ITER has cleared a key magnet milestone: the last correction coils are now on site, giving the tokamak its full set of 18. That matters because these are the magnets that fine-tune the field around the plasma, helping keep it centered and stable inside one of the most demanding machines ever built.

The final deliveries closed out in stages, with two side correction coils arriving in April 2026 and two more reaching the ITER site in southern France on May 22. ITER said the coils are inspected as soon as they arrive, a step that rules out any transport damage before the hardware moves into the next stage of assembly. For a component built to superconducting tolerances, that checkpoint is more than routine paperwork, it is the gate between freight and reactor hardware.

AI-generated illustration
AI-generated illustration

Correction coils are the smallest of ITER’s superconducting magnets, but they carry an outsized job. The full suite weighs up to 4.5 tonnes per unit and measures as much as 8.3 metres, and the 18 coils are arranged as six bottom, six side and six top units. ITER and Chinese project materials say they are used to correct magnetic asymmetries and field errors caused by misalignment, winding deviations, joints, leads, busbars and assembly tolerances, with current through the coils creating compensating fields that restore plasma symmetry.
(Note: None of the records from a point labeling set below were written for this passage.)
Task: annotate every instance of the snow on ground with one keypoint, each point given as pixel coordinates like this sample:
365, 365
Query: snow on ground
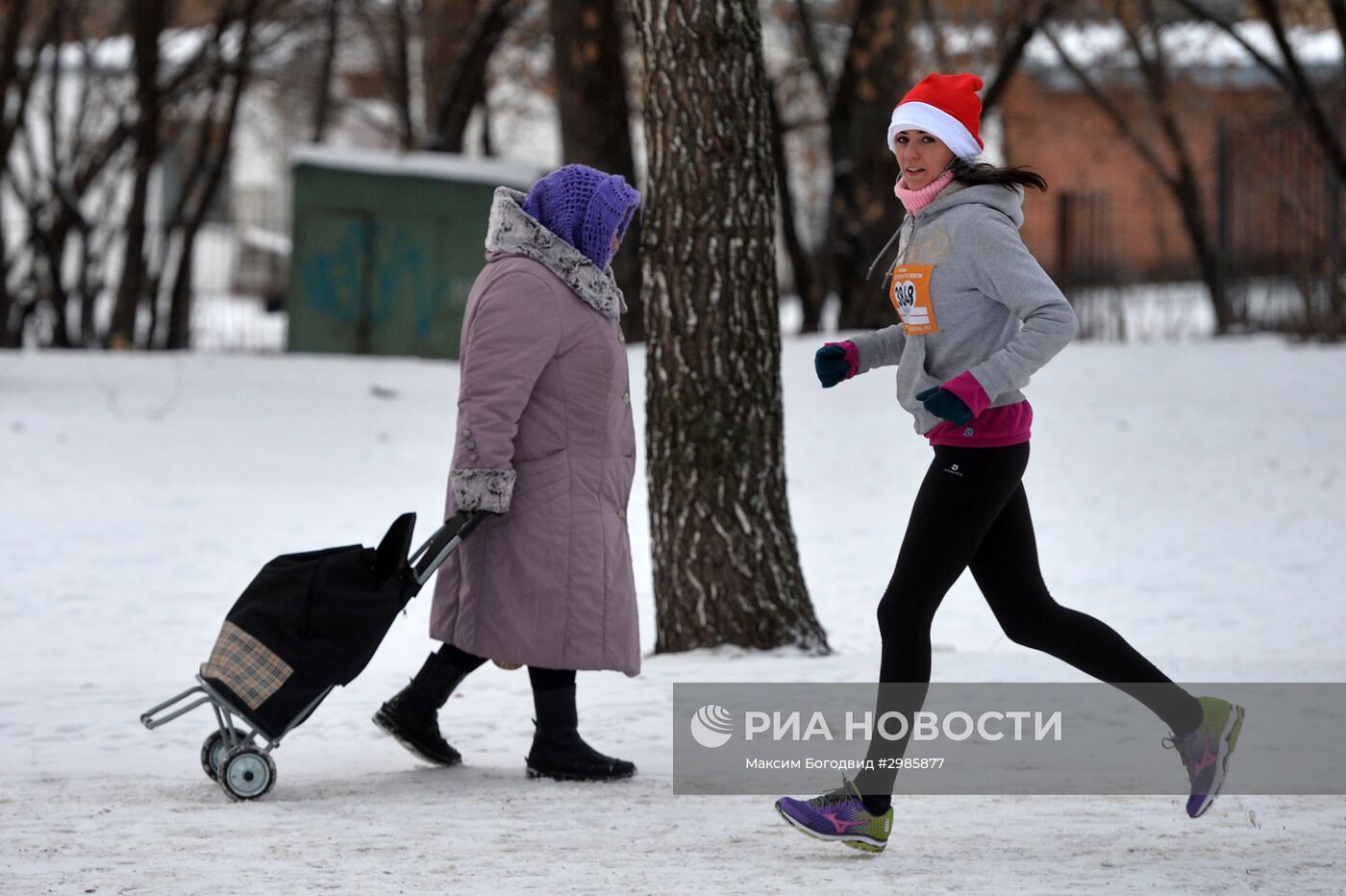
1191, 495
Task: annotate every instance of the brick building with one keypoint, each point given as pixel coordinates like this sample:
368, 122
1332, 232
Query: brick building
1268, 198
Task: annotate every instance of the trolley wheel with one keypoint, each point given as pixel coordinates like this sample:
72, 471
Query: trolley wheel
246, 772
212, 751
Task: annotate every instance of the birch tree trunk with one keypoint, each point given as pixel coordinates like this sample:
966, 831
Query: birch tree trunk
726, 566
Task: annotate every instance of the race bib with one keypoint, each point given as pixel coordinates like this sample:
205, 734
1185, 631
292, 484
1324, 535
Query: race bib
910, 295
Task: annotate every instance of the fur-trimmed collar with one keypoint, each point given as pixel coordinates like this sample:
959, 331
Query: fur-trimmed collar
513, 232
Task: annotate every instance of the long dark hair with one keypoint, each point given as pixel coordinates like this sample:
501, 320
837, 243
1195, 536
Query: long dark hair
1009, 177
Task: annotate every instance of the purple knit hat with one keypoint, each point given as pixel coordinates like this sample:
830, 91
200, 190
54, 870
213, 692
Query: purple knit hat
585, 208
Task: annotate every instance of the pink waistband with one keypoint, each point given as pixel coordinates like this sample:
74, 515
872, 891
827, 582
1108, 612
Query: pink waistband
992, 428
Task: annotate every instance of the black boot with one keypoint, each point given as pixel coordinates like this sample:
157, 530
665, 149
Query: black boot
412, 714
558, 748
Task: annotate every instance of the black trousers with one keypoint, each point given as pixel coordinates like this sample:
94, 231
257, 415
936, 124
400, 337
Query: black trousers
972, 512
538, 677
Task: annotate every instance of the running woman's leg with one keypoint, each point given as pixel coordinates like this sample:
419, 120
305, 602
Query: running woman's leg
1007, 572
962, 494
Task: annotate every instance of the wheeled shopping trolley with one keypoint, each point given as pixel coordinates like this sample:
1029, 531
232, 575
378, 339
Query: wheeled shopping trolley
307, 623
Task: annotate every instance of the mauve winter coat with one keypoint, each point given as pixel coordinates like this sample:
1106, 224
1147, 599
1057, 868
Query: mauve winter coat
545, 437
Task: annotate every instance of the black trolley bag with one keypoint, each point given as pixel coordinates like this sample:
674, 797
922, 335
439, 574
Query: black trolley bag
307, 623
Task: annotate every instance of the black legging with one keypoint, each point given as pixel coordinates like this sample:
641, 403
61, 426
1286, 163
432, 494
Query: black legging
538, 677
972, 511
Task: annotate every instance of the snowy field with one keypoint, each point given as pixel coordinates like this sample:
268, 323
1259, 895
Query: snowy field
1194, 497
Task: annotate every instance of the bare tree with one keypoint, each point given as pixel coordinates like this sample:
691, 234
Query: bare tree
214, 143
15, 87
463, 87
1289, 74
726, 565
148, 20
389, 31
1143, 34
326, 69
596, 117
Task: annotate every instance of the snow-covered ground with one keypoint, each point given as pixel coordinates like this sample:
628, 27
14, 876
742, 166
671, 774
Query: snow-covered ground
1191, 495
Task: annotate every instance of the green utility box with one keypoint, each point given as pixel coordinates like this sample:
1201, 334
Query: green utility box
386, 248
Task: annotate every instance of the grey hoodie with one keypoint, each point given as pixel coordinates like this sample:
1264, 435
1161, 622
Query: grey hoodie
996, 311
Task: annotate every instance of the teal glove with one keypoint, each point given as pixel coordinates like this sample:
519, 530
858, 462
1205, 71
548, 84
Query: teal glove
945, 405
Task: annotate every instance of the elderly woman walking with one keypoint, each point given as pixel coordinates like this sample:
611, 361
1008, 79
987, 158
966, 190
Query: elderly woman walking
544, 441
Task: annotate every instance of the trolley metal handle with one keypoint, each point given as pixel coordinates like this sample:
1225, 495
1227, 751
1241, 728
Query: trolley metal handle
443, 542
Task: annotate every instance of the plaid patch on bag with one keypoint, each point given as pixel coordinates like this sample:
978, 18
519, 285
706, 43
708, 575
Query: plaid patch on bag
245, 665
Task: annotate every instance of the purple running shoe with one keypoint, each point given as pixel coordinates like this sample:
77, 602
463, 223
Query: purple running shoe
1205, 752
838, 815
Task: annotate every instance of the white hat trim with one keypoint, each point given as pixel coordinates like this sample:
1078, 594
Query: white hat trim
922, 116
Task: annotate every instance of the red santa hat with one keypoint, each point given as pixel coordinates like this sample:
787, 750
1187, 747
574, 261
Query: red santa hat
945, 107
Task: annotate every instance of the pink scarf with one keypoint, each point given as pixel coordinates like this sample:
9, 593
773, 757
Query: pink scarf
918, 199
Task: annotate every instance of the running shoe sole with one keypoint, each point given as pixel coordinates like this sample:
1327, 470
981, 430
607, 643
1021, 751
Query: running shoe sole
1228, 737
854, 841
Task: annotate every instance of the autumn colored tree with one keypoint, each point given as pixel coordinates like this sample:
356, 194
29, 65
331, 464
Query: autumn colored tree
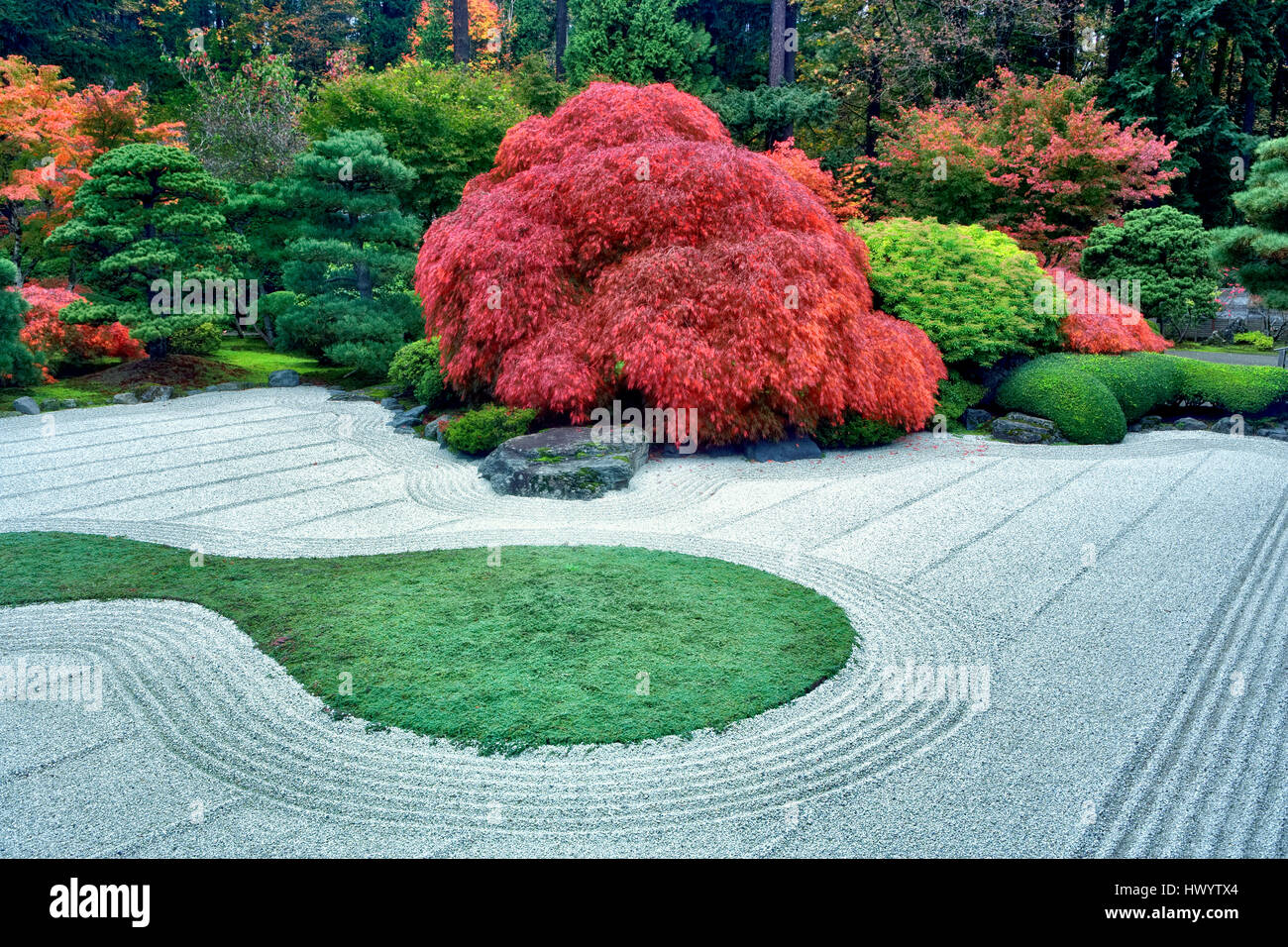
802, 167
17, 367
430, 38
1094, 318
626, 248
1034, 158
60, 343
50, 137
146, 213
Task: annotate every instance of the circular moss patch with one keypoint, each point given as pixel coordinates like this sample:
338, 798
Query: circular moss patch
503, 650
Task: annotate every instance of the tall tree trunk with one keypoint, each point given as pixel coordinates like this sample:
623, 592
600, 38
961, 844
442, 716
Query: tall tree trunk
875, 82
1249, 97
561, 35
777, 33
1117, 38
1065, 38
790, 54
1276, 90
462, 30
1223, 48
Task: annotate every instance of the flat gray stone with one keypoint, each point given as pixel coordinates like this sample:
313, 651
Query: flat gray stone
1018, 428
407, 419
156, 393
565, 464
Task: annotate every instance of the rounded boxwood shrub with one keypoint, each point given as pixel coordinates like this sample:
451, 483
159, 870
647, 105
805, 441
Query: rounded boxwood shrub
1140, 381
416, 367
483, 429
1083, 407
971, 290
1244, 389
1168, 252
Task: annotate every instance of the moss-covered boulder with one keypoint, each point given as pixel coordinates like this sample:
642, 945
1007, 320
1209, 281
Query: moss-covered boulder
566, 463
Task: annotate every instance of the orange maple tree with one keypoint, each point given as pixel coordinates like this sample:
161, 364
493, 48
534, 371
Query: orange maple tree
62, 342
626, 248
1096, 322
50, 137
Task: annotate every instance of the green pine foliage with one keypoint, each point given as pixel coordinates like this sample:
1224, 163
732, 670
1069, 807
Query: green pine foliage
17, 364
1168, 253
445, 124
1260, 248
969, 289
417, 367
149, 211
258, 211
636, 42
352, 257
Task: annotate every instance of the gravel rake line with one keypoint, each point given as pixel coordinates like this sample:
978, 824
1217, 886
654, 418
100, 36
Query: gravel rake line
1159, 758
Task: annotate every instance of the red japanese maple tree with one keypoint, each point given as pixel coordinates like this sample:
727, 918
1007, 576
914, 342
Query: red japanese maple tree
1033, 158
62, 342
625, 247
1096, 322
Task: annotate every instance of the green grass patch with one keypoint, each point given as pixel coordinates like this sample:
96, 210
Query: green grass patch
258, 360
548, 647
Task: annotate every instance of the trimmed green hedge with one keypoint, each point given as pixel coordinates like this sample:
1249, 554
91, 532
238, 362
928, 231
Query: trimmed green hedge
1070, 389
416, 367
483, 431
1138, 381
1083, 407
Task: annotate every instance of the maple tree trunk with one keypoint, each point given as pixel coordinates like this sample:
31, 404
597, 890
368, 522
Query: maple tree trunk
462, 30
561, 35
777, 31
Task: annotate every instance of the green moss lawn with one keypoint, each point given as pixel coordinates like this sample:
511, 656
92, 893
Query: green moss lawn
548, 647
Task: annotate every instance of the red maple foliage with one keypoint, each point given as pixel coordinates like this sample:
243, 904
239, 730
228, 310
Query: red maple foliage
806, 170
62, 342
1033, 158
623, 245
1099, 324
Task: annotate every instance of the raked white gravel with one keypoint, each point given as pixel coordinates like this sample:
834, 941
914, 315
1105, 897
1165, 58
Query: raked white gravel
1127, 604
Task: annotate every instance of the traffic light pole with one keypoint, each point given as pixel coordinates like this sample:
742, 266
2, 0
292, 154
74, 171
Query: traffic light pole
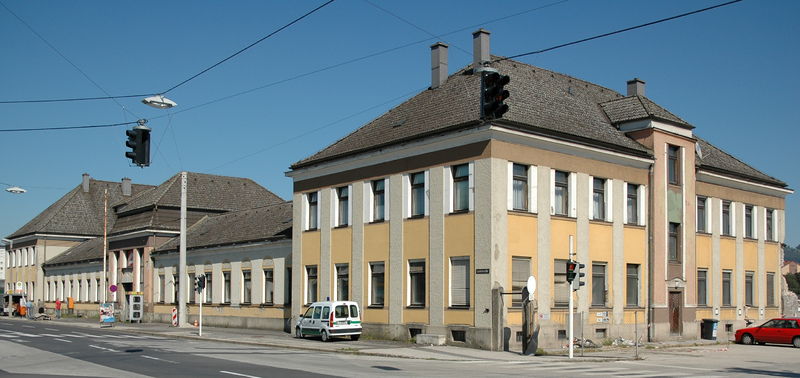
571, 292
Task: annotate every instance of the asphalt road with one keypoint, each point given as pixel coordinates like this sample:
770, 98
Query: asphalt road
52, 349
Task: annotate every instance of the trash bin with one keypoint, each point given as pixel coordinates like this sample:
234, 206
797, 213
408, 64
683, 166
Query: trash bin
708, 329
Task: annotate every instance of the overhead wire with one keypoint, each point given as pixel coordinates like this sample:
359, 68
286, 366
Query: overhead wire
57, 51
300, 75
617, 31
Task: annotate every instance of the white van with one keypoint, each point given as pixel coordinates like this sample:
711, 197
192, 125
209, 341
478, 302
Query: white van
330, 319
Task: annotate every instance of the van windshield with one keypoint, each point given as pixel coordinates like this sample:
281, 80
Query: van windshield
341, 311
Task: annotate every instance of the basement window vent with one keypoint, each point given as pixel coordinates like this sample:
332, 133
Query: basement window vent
459, 335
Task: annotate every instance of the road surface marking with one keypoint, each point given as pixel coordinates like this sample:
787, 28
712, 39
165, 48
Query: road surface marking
665, 366
239, 374
159, 359
101, 348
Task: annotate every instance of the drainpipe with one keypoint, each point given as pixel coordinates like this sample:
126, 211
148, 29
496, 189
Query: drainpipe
650, 247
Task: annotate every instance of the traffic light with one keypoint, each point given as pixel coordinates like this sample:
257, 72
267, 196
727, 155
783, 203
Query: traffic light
578, 274
139, 143
493, 93
200, 283
571, 265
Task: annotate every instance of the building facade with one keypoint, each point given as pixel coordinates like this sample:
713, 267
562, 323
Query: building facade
429, 212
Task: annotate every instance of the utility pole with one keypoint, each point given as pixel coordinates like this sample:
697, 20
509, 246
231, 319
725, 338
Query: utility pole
182, 284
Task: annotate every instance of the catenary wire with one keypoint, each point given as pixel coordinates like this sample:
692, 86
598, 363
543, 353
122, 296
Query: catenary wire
249, 46
617, 31
301, 75
57, 51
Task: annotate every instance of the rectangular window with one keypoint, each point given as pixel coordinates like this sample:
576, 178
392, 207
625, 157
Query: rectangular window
520, 271
209, 287
674, 164
418, 194
311, 283
269, 286
342, 282
674, 241
416, 281
748, 289
247, 287
770, 225
460, 187
599, 198
376, 283
632, 205
632, 285
560, 285
701, 214
726, 218
343, 199
748, 221
226, 288
378, 200
313, 204
702, 287
726, 288
520, 187
770, 289
561, 193
459, 281
598, 285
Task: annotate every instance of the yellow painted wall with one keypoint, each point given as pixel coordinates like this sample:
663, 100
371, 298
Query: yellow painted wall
459, 231
703, 245
415, 246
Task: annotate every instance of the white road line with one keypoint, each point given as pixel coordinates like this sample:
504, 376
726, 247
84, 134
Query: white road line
665, 366
101, 348
159, 359
239, 374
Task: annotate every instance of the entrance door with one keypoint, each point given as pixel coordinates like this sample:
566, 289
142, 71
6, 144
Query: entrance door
675, 313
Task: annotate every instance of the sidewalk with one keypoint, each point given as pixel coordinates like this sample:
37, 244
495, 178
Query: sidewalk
384, 348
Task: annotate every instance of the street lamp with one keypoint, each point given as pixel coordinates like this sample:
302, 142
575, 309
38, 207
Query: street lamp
13, 189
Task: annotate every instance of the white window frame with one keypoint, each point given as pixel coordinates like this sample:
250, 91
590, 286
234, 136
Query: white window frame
450, 281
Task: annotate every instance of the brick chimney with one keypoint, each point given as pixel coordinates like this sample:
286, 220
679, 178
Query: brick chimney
636, 87
438, 64
480, 48
85, 182
126, 186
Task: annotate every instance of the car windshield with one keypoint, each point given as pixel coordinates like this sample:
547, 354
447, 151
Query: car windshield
341, 311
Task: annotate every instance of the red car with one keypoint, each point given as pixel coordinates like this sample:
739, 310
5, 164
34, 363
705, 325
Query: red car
775, 331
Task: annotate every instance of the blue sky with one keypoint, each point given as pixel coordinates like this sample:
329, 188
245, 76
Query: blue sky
732, 72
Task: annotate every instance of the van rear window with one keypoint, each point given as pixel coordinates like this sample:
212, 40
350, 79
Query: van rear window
354, 311
341, 311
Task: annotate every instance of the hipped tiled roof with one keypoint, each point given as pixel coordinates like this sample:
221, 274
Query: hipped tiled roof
78, 212
271, 222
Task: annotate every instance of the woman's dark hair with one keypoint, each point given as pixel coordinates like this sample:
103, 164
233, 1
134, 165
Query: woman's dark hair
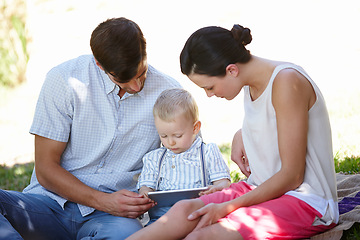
210, 50
119, 46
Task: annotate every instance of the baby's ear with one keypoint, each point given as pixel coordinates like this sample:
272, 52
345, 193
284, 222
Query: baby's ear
197, 126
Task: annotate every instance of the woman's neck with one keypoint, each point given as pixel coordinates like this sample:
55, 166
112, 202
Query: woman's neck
259, 71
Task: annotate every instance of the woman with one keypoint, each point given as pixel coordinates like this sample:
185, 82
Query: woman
284, 147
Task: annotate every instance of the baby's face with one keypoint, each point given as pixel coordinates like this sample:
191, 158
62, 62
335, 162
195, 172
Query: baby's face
176, 135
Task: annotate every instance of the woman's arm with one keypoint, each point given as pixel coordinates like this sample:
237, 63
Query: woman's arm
238, 154
217, 186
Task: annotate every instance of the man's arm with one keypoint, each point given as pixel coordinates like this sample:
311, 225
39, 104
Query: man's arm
55, 178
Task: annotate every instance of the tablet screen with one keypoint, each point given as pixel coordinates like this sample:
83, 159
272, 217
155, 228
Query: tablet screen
169, 198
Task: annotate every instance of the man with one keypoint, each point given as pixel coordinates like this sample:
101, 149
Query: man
93, 124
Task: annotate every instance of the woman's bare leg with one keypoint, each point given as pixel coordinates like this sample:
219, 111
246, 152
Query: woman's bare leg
173, 225
221, 230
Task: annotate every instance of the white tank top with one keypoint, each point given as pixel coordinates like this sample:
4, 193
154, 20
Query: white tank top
259, 134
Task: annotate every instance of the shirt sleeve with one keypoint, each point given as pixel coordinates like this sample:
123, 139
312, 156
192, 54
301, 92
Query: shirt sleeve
53, 114
215, 164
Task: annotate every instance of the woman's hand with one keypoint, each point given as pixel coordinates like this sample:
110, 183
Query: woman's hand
238, 154
209, 214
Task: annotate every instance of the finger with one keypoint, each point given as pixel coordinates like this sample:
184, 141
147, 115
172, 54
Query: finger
204, 222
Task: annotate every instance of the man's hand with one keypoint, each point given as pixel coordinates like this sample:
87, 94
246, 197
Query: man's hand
238, 154
124, 203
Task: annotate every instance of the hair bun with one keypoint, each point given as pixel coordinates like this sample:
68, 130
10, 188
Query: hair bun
242, 35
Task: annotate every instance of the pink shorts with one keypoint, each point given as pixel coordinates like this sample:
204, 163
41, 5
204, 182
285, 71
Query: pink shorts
285, 217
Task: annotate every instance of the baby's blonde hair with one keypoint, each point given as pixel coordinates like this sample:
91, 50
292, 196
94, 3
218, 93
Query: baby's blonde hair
173, 102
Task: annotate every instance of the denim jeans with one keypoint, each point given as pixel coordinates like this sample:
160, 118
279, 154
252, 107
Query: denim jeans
33, 216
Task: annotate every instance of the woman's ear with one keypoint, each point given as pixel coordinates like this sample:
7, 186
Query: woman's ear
197, 126
232, 69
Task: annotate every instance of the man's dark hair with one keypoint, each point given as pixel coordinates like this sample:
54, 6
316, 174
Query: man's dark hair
119, 46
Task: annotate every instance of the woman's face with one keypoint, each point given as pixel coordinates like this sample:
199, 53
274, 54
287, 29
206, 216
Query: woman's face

The Chinese Domestic Agency delivered the set after a multiyear qualification program carried out by the Institute of Plasma Physics of the Chinese Academy of Sciences in Hefei, Anhui Province, China. That long pre-production run reflected the unusual shapes and precision demands of the coils, which have to fit into a machine that already contains far larger toroidal and poloidal field systems. China also reported in April 2025 that it had completed and shipped the final correction-coil in-cryostat feeder components, underlining how the coil package and feeder package moved forward as linked parts of the same magnet effort.

The arrival of all 18 coils does not mean the work is finished. ITER still has to complete inspection, integration and installation before the magnets can contribute to reactor performance, and the broader assembly campaign is still advancing, with ITER saying in May 2026 that only one vacuum vessel sector remained to build the plasma chamber. Even so, the final correction-coil delivery closes a major hardware chapter and brings the machine closer to a fully integrated tokamak magnet system.